Nikolaj Coster-Waldau

Slay on, Slayah!

The game of cunning deceit that unravels is filled with striking imagery, non-stop suspenseful action and some great tongue-in-cheek Norwegian humor (you might notice a Lillyhammer cameo, if you bothered to watch that halfway-decent show). All said, Headhunters is a bloody thrill ride that’s some of the most damn elegant popcorn entertainment on Netflix Instant. Plus, it’s got the fucking Kingslayer going balls out as a special ops manhunter, for Chrissakes! Almost makes me want to down some lutefisk and hop a jet to Norway.

IMDb: 7.6
Grade: A-

Tell No One
tell no one

If I had to make a list of the top ten thrillers of the last decade, it would include the 2006 French film Tell No One.

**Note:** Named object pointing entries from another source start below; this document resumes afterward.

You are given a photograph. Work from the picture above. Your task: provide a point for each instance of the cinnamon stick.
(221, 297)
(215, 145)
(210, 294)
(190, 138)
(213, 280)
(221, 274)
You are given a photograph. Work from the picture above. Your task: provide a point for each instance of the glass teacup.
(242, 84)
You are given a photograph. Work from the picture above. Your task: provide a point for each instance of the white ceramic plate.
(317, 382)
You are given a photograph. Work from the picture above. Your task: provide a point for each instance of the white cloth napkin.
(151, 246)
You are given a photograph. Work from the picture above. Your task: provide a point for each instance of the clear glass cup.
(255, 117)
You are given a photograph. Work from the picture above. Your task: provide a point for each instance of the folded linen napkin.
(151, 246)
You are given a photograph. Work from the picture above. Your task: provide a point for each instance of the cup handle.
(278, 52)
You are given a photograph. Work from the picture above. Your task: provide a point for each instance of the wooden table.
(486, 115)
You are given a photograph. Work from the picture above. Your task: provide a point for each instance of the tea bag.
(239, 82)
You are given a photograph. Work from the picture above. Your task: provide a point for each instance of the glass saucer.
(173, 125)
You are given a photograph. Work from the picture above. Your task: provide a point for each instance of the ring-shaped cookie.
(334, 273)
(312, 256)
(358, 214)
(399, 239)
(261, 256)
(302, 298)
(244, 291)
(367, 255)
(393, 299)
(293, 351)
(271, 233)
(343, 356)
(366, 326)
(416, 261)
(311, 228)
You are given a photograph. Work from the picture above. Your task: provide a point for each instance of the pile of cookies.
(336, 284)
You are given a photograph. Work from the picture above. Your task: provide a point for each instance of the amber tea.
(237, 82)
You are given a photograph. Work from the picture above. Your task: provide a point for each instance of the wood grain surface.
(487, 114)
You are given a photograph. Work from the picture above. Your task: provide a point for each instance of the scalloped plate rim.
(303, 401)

That may sound bold, so if you can’t take my word for it, take the word of Sir Michael Caine. Actually, Master Wayne’s Cockney butler listed director Guillame Canet’s film among his all-time top ten—regardless of genre. I wouldn’t go that far, but I would say that Tell No One is easily one of the best modern movies on Netflix Instant.

michael caine

…says, “Watch this bloody film already!”

Thematically, it falls somewhere between The Fugitive and, I don’t know, The Bridges of Madison County ? I write that hesitantly because romantic movies ain’t really my area of expertise. My idea of a great love story story would be something along the lines of Leaving Las Vegas or Blue Valentine, movies that most normal folk would call more depressing than being locked in a closet with a mime.

blue valentine

“You have to understand, honey. This is my way of making it up to all the guys who sat through The Notebook.”

Don’t get me wrong—this movie is definitely bleak and morbid enough to fit within the not-so friendly confines of this blog series. But part of what makes it so great is that not only is it a masterful thriller, but it’s a masterful thriller that somehow pulls off a love story with enough soul to live up to Otis Redding’s version of “Your Precious Love” (as played during an opening scene).

This rarely occurs in a genre wherein love is almost always used as an ancillary tool, carelessly crapped in to appease the Hollywood formula (did you really give two shits about what happened to Jason Bourne’s girlfriend?). Here, love manifests itself in a way that only makes the quest of our protagonist more thrilling, more suspenseful. The stakes are that much higher simply because of the vicariously personal, life-altering possibilities tied to our man’s mission.

Said man is Alexandre Beck (François Cluzet, aka the French Dustin Hoffman). Beck is a doctor whose wife was murdered eight years ago as they went night-swimming in a lake they used to frequent as children, when their romance began. He’s a good man, but he’s gloomily pensive and hasn’t really moved on from his wife’s death (he visits her parents every year on the anniversary of the occasion). Out of the blue, he gets an email from a woman claiming to be his dead wife. And that’s where an exceedingly complex plot begins to take root. 

hoffman Cluzet

Hoffman (L) in Rain Main, a movie about a guy who counts toothpicks and suffers from autism. Cluzet (R) in the lesser-known Le Raine Man, a movie about a guy who counts cigarettes and suffers from B.O.

There’s not much more that can be said without divulging details of a narrative in which every intricate detail counts. What can be said is that Cluzet’s performance is remarkable, that this film has one of the best chase sequences I can think of, and that I haven’t been so smitten with anything French since I was a 12-year-old schoolboy in love with a Provençal exchange student.

Maybe that’s a good way to end, because Tell No One is about young love, everlasting love and what happens when the two are shattered. (And also what revelations can be found when you start picking up the jagged little pieces.) If you’re sick of me waxing mushy, remember that this is one of the best (and most suspenseful) thrillers you’ll ever see. And even if you don’t trust me, it’s not like you’ll turn down a sniff from My Cocaine.